# My pretty bettas! What are they?



## MIKEV1 (May 27, 2012)

this is what i am assuming to be a elephant ear betta but im not sure, i got it yesterday from my local aquarium store.

i think this one is a rose tail but im not sure and it was camera shy so i couldnt get a good picture.


----------



## Luimeril (Dec 29, 2010)

looks like.... a salamander(i think) big ear delta/HM, and a copper rosetail. :V i could be VERY wrong on colors, though. x-x


----------



## Bettaluver4evr (Jan 21, 2011)

The first is a big ear butterfly delta tail, second looks to be a copper rose tail?


----------



## xShainax (Feb 11, 2012)

Omg the first one looks exactly like taz


----------



## MIKEV1 (May 27, 2012)

xShainax said:


> Omg the first one looks exactly like taz


haha it does but i dont have a name for mine yet :\


----------



## xShainax (Feb 11, 2012)

Hm...Have you picked out a few?

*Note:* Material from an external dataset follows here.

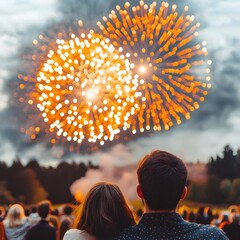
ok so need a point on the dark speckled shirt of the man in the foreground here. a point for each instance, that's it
(169, 226)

Taz got his name because he was a spaz when I got him. I named him spazzy tazzy


----------



## MIKEV1 (May 27, 2012)

no i have not but i will soon


----------



## xShainax (Feb 11, 2012)

They are very pretty.


----------



## MIKEV1 (May 27, 2012)

thank you


----------



## MrVampire181 (May 12, 2009)

First is just a salamander delta. No "big ear". 

Second is a copper.


----------



## MIKEV1 (May 27, 2012)

ahh i see thank you for your information.


----------



## Luimeril (Dec 29, 2010)

:V Thanks, Mr. V! the white pec fins threw me off. x-x but, yay! i got the colors right. :B


----------



## Bladezero (May 14, 2012)

I'm the only one thinking comb tail about the first one?
Rose tail the second one


----------



## lelei (Apr 30, 2012)

I just adore the Big Ears on the first one.. They both are very pretty!!


----------



## MIKEV1 (May 27, 2012)

lelei said:


> I just adore the Big Ears on the first one.. They both are very pretty!!


thank you


----------